Struyf set the tone of the game by bursting through a hole and outracing Hollywood Christian defenders for an 80-yard score less than four minutes into the game for a 7-0 lead.

Still, Hollywood Christian had not gotten to this game by accident. The Eagles bounced back to take a 14-7 lead before some big runs by Struyf got the Dolphins into scoring position for Jesse Sheppard to kick a field goal before halftime, making it 14-10.

It would be the first possession of the second half that would decide the fate of this game. From his own 22, Struyf took a handoff from Holmes, found a hole small enough to wiggle through, then turned the jets on.

He was gone. Way gone. Seventy-eight yards later, Marathon held a 17-14 lead.

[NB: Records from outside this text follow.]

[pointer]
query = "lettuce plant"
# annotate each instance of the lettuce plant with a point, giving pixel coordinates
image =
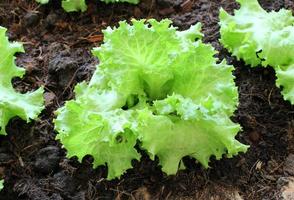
(262, 38)
(156, 87)
(80, 5)
(26, 106)
(1, 184)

One run did all that. And it wasn't the fact Struyf wiggled through that hole. It was the separation he got between himself and defenders as the yard lines began disappearing in his distance that was the most impressive part.

Marathon's defense put the clamps on the Eagles' offense. And in a game not a lot of people believed it could win, Marathon did, 23-14.

Region 4-1A champions, just like that, the first region championship in the Keys since Key West's legendary 1989 team led by Corey Sawyer turned the trick.

As for Struyf, he made his case for being a first-team All-State player in the smallest classification. Holmes handed off to Struyf 37 times for a whopping 284 yards. Another guy, a stringer from the Sun-Sentinel had Struyf for 286 yards. We stood next to one another in the press box the entire night.

The young lady who was at the game covering it for another weekly paper in the Keys had a different opinion. She had Struyf for 297 yards. Now if you are off by a couple of yards here or there with fellow writers, you know you are doing your job. But 10 or more? Someone's not doing their job that well.

This was all right with an idiot producer who was in charge of looking over filming for the Sunshine Network (now SunSports), who proudly stated the fact Struyf had 297 yards. I had to break the news to him that he didn't quite have that many yards.

This douchebag's reaction? "We're going with the girl from the winning team's area. She's pretty accurate."

Um, excuse me, but I'm the actual "sports" guy from the winning team's area who has done this for 16 years (at that point), not a news writer who's been there for a few months.

I love and respect Joey Struyf a great deal, but he didn't have that many yards rushing. They were still a lot, though, and just added on to his legend of that season.

The next week, though, the ride ended for Struyf, Holmes and Gonzalez against state power Fort Meade. Led by standout quarterback and future University of Florida star Jamielle Cornelius, Fort Meade was up 35-0 at halftime and won 54-0.

Two good things about that game -- it was at home, so there wasn't a long ride back. The other was that Struyf went for 106 yards rushing, most of which came on a 77-yard run, to get over 2,000 yards for the season.

Sadly, that Marathon win over Hollywood Christian would be the last state playoff game a team from my coverage area would ever win. In 2001, Marathon struggled to a 5-5 record and because of constant strife between Jones and his athletic director, Jones was relieved of his duties after just three seasons.

And since 2003, I have worked in Putnam County, Florida, where our county teams have lost eight consecutive playoff games.

That's what makes that night 10 years ago in Hollywood so special. It was a night where one of the "forgotten" Keys teams did something special.

As for Struyf, he got to play at Florida International University after graduating, but knee injuries sidetracked any more dreams of gridiron grandeur. To this day, he's right up there with the Devin Hester, Keith Elias and the late Sean Taylor among the greatest players I've ever seen on a football field

That 2000 season belonged to Joey Struyf.

As did one memorable December night when he and his Marathon Dolphin teammates showed that heart of a champion.